# Left Tiagra Shifter locked up



## kudude (Mar 17, 2008)

Hey guys,

I'm having issues with friend of mine's Raliegh cyclocross bike. The left shifter seems to be locked up and he is stuck on the big ring. I push the blade inward to get it to shift down however I don't feel any resistance on the lever at all and it refuses to shift back to the small ring. I'm trying to get this thing fixed so that he can ride the Zoo de Mack this weekend as planned. Any help is greatly appreciated. Thank you.

Andy,


----------



## livin4lax09 (Mar 15, 2008)

my first guess is that the housing's gunked up. That's what happened with mine. If he's actually been riding cross, that's more than likely the culprit.


----------



## PJ352 (Dec 5, 2007)

kudude said:


> Hey guys,
> 
> I'm having issues with friend of mine's Raliegh cyclocross bike. The left shifter seems to be locked up and he is stuck on the big ring. I push the blade inward to get it to shift down however I don't feel any resistance on the lever at all and it refuses to shift back to the small ring. I'm trying to get this thing fixed so that he can ride the Zoo de Mack this weekend as planned. Any help is greatly appreciated. Thank you.
> 
> Andy,


Shimano Tiagra and 105 f/ der. shifters use the same models for both double/ triple cranks, so there's a possibility that it's in the 'third' position. Below is a link to a recent thread that dealt with a similar issue.
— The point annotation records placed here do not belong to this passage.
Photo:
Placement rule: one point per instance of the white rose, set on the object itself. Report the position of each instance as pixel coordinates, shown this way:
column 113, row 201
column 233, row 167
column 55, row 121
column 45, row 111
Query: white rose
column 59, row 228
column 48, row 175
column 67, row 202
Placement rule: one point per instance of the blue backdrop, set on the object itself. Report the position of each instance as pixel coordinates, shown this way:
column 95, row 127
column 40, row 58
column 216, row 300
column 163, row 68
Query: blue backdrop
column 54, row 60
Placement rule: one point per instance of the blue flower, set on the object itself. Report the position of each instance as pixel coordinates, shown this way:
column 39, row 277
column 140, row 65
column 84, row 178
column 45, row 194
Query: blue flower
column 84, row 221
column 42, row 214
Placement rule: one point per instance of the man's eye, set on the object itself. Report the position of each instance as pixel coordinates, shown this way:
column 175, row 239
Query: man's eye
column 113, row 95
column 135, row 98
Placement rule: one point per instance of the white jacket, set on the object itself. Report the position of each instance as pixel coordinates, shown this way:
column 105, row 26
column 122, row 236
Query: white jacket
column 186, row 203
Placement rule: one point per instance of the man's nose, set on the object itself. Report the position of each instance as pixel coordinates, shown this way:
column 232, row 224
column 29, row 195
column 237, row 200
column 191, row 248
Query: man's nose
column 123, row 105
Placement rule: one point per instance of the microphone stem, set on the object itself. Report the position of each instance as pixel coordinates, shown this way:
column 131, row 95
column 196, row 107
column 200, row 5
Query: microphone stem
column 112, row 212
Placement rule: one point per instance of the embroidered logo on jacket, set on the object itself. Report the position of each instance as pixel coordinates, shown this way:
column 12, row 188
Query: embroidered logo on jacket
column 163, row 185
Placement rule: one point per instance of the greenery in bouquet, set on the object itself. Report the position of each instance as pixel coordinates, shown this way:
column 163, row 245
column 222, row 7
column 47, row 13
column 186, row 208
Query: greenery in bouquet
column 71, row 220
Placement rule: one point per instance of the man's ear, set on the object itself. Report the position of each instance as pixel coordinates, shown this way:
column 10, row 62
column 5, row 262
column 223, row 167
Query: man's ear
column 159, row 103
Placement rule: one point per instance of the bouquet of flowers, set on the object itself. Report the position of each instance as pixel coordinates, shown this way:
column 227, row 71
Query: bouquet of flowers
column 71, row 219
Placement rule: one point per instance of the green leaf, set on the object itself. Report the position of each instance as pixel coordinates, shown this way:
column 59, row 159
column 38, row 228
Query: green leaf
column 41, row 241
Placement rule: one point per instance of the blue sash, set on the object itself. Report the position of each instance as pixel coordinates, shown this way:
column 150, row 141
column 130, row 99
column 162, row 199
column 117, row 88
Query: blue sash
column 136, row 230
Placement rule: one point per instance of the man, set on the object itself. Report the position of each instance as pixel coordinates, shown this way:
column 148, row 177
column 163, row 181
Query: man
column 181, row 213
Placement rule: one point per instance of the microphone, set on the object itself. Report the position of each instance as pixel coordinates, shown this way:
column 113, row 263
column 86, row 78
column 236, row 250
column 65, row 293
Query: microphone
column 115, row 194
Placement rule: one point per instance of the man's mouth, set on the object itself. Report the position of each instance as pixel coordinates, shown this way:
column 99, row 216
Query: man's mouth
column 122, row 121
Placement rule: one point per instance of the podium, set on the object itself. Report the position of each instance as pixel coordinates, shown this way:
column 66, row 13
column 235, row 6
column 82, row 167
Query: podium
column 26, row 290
http://forums.roadbikereview.com/showthread.php?t=172465


----------



## JCavilia (Sep 12, 2005)

*solvent flush time*

Classic symptom when the innards of those things get gunky. "No resistance" to small-lever movement is the tipoff.

Hang the bike up by the back wheel so the stuff can drip off without making a mess, and spray lots of wd-40 inside while working both levers. This very often works.


----------



## kudude (Mar 17, 2008)

I'm not really sure what's going on with this thing now. I took it apart and cleaned it a little bit but I don't think gunk is the problem. I'm sure just pushing hard on the inner lever isn't going to fix it. The inner lever has zero resistance and I can push it as far and hard as I want and it does nothing.

Does anyone have a schematic of this mechanism?


----------



## PJ352 (Dec 5, 2007)

kudude said:


> I'm not really sure what's going on with this thing now. I took it apart and cleaned it a little bit but I don't think gunk is the problem. I'm sure just pushing hard on the inner lever isn't going to fix it. The inner lever has zero resistance and I can push it as far and hard as I want and it does nothing.
> 
> Does anyone have a schematic of this mechanism?


Assuming you read the thread I linked to, I also mentioned that there are instances where the shifter is jammed and cannot be cleared. At that point the LBS needs to work with Shimano on your (or your friends behalf) for a replacement. This also assumes there isn't a 'gunk' build up as others have proposed. 

Here's a link to the Shimano shifter:
http://bike.shimano.com/publish/con...agra/product.-code-ST-4500.-type-st_road.html

Schematic:
EV-ST-4500-2609A


----------



## kudude (Mar 17, 2008)

Thanks for all your help guys but I think this shifter is done for. I haven't been able to find a detailed schematic of the actual shipping mechanism to actually be able to pull it apart and clean it properly. I took it apart myself and was able to get it to up shift when somewhat dismantled but no luck once everything was reinstalled in the same order I took it apart. I'd really like shimano to publish something more useful than what they have.


----------



## livin4lax09 (Mar 15, 2008)

wow, you took it apart? Kudos for you... shimano shifters aren't supposed to be rebuildable.


----------



## PJ352 (Dec 5, 2007)

livin4lax09 said:


> wow, you took it apart? Kudos for you... shimano shifters aren't supposed to be rebuildable.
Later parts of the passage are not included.